強引な男は嫌い

「なんだ?」


 思わずそんな声を出した。

 敵勢力の半分以上を撃破し、敵の猛攻がようやく収まり始めたころ。

 弾も半分以上消費したところで、レーダーに新しい反応が出たのだ。


 IFF ALLY 12


 それは友軍機を示す表示だった。

 11時方向より、12機の味方。

 フェアリィの増援か?

 聞いていた話とは違うが……。


「ウルフリーダーより、ドギー1」


 すると、天神から無線が入った。


「作戦領域に友軍機が進入した。そちらで確認できる?」

「こちらドギー1、レーダーで確認済みだ。こいつらはなんだ、フェアリィか?」

「いいえ、UAVよ。マーティネス社のものらしい」


 UAVだと?

 どういうことだ。

 なぜUAVがフェアリィも連れず、こんな場所を飛んでいるんだ?


 いや、そもそもなぜ、飛べている?

 UAVのような兵器がランバーの前で飛べるのは、フェアリィがそばにいて、その影響下に入った場合だけだ、と聞いている。

 それなのに、フェアリィも連れていないUAVが、ランバーの占領空域を12機も並んで飛んでいるというのだ。

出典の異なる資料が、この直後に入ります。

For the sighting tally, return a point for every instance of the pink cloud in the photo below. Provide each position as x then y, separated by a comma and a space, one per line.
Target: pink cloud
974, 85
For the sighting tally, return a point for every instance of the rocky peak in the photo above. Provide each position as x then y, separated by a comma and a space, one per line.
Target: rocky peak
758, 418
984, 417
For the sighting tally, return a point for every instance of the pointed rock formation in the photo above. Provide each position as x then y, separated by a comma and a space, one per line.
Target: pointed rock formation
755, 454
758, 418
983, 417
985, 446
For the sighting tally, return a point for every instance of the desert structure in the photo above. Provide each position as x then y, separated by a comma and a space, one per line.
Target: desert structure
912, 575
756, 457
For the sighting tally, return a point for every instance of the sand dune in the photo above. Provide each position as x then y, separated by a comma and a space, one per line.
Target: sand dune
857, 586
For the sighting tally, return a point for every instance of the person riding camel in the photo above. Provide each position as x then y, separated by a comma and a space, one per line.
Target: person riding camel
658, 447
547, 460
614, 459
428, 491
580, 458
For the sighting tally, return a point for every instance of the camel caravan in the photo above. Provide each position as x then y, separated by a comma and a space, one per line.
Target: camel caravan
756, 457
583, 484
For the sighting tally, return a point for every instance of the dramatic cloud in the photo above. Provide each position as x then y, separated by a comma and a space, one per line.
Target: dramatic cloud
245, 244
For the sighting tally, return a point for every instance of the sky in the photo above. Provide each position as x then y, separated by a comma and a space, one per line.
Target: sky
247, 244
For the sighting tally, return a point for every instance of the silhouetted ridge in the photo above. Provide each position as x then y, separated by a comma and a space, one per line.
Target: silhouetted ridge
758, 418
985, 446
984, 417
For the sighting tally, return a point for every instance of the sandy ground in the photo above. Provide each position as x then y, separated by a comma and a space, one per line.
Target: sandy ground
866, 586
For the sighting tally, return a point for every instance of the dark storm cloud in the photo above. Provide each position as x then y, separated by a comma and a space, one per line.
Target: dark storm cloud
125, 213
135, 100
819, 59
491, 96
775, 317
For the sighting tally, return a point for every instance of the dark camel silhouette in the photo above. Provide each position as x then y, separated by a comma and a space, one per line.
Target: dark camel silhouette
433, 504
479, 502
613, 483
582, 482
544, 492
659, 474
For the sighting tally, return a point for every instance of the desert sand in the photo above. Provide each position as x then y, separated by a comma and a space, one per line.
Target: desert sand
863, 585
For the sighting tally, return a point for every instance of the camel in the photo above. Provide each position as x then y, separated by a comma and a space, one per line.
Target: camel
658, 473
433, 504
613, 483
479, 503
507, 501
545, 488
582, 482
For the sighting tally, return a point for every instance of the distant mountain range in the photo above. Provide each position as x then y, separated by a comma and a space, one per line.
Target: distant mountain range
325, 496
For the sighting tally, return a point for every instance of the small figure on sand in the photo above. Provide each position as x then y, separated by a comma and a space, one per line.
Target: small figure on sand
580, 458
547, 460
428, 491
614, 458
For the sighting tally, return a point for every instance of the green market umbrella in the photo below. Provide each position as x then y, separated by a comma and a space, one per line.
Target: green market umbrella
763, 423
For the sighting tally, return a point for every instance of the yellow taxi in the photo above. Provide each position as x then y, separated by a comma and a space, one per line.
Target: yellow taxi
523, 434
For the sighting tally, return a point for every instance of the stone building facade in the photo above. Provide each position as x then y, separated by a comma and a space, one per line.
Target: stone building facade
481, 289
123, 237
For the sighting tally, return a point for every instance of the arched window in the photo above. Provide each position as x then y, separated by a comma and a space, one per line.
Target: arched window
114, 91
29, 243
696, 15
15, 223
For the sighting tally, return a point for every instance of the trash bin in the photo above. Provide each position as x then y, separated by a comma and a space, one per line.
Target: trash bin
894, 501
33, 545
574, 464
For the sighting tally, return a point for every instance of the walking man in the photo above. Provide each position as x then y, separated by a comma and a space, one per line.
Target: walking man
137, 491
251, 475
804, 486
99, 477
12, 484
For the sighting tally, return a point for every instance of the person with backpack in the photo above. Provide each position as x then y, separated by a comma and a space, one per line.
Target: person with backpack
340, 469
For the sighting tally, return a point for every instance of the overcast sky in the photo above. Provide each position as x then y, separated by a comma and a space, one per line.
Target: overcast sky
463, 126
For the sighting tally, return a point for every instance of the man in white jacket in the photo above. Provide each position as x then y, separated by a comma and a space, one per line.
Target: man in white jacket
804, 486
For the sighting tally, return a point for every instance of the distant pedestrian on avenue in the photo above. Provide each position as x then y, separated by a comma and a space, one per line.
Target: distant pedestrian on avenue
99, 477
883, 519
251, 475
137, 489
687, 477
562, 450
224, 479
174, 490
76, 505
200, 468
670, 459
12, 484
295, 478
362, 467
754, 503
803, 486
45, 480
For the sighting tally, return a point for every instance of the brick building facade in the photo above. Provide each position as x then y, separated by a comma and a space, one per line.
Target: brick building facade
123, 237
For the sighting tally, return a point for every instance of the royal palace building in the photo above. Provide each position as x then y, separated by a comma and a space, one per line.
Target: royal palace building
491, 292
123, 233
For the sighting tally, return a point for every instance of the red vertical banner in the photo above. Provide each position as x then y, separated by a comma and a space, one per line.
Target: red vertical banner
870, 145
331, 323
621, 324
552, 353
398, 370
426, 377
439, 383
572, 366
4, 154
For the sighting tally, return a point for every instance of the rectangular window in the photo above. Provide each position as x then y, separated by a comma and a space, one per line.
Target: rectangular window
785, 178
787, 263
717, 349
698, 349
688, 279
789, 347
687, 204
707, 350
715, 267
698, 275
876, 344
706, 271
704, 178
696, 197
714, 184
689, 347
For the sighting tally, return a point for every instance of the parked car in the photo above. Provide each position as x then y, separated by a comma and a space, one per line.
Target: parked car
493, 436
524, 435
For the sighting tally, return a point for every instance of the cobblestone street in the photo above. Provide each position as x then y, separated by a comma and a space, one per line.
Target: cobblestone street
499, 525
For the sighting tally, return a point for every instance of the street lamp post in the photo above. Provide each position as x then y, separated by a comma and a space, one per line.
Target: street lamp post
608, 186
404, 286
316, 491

 そんなもの、撃ち落としてくださいと言っているようなものだ。

 天敵の前に、わざわざ首を差し出すような行為だ。

 不可解、としか言いようがない。


 メインディスプレイに文字が表示される。


<Reqest:Contact from [MC-F-33:Huginn]>


 それは、何者かがライカと通信したがっていることを示すものだった。

 状況的に、件の友軍機とみていいだろう。

 それに、この名前には見覚えがある。


「こちらドギー1。ウルフリーダー、マーティネス社製というのは、間違いないみたいだ」


 俺は再び、天神に連絡を入れる。


「どういうこと?」


 と、天神。


「今しがた、その友軍機と思われるものから、通信要請が来た」

「確かなの?」

「間違いない。機種はMC-F-33、識別名フギン」


 MC-F-33。

 通称『グリズリーⅢ』。


 マーティネス社のベストセラーUAVだ。

 コストパフォーマンスが高く、空対地、空対空の両方に対応できるマルチロール戦闘機だが、一番の売りは、数々の電子装備と、それを駆る優秀な人工知能だろう。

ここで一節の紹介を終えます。